# Introduction to Julia DataFrames

In this notebook, we will provide an introduction to Julia DataFrames using the titanic dataset. We will cover the following topics:

* Loading data into a DataFrame
* Basic data manipulation and analysis using DataFrames
* Exercises for practicing data manipulation and analysis using the titanic dataset in a DataFrame

We assume that you have a basic understanding of Julia programming. If you are new to Julia, we recommend that you complete the [official Julia documentation](https://docs.julialang.org/en/v1/) and/or a Julia tutorial or course before proceeding with this notebook.

To get started, let's load the necessary packages:


In [76]:
# Load necessary packages
using DataFrames
using CSV
using Statistics

## Loading the titanic dataset

The titanic dataset contains information about the passengers on the Titanic, including their age, sex, passenger class, and survival status. We will load this dataset into a DataFrame using the `CSV.jl` package.

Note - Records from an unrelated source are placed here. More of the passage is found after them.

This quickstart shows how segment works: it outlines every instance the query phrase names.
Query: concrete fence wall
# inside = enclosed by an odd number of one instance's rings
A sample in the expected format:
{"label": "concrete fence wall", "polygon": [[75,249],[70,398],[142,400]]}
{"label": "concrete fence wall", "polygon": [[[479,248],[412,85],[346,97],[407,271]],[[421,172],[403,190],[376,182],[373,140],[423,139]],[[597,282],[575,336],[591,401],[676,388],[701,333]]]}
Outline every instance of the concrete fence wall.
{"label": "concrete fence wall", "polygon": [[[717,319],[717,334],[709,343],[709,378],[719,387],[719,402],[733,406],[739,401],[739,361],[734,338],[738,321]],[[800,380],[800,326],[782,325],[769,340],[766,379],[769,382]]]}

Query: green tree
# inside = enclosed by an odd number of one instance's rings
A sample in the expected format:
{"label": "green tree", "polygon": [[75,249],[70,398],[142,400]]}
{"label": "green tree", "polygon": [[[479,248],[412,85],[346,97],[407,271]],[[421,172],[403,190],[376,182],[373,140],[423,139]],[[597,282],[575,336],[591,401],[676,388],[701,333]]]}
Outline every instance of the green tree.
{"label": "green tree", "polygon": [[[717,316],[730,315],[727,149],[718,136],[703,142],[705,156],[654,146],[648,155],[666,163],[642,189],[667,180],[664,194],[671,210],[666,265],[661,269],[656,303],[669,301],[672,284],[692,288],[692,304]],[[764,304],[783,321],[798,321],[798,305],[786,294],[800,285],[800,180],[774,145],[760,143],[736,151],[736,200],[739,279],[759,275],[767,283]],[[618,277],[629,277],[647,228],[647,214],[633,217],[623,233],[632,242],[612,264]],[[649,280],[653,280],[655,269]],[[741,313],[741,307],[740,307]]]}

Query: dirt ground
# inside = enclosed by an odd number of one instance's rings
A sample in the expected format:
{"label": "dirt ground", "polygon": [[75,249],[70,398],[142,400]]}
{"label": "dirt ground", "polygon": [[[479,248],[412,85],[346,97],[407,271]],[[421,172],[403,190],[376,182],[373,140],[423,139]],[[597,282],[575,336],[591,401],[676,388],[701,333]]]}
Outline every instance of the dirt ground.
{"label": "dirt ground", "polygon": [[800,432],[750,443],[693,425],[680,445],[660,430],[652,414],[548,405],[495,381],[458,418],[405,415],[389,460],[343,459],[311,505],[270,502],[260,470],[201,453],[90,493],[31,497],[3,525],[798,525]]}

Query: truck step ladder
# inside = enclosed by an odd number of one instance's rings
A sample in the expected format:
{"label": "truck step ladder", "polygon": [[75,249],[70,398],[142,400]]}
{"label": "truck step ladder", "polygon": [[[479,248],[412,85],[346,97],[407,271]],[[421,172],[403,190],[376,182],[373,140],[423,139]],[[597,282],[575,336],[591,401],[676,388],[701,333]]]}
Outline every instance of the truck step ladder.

To load the titanic dataset, we first need to download the `titanic.csv` file. You can download the file from the [Kaggle website](https://www.kaggle.com/c/titanic/data) and save it in the same directory as this notebook. Once you have downloaded the file, you can use the following code to load it into a DataFrame:

In [77]:
# Load the titanic dataset into a DataFrame using CSV.jl
titanic = DataFrame(CSV.File("titanic.csv"))
first(titanic, 5)

## Basic data manipulation and analysis using DataFrames

Now that we have loaded the titanic dataset into a DataFrame, we can start exploring and analyzing the data. We will use basic DataFrame functions such as `head`, `describe`, and `groupby` to do so.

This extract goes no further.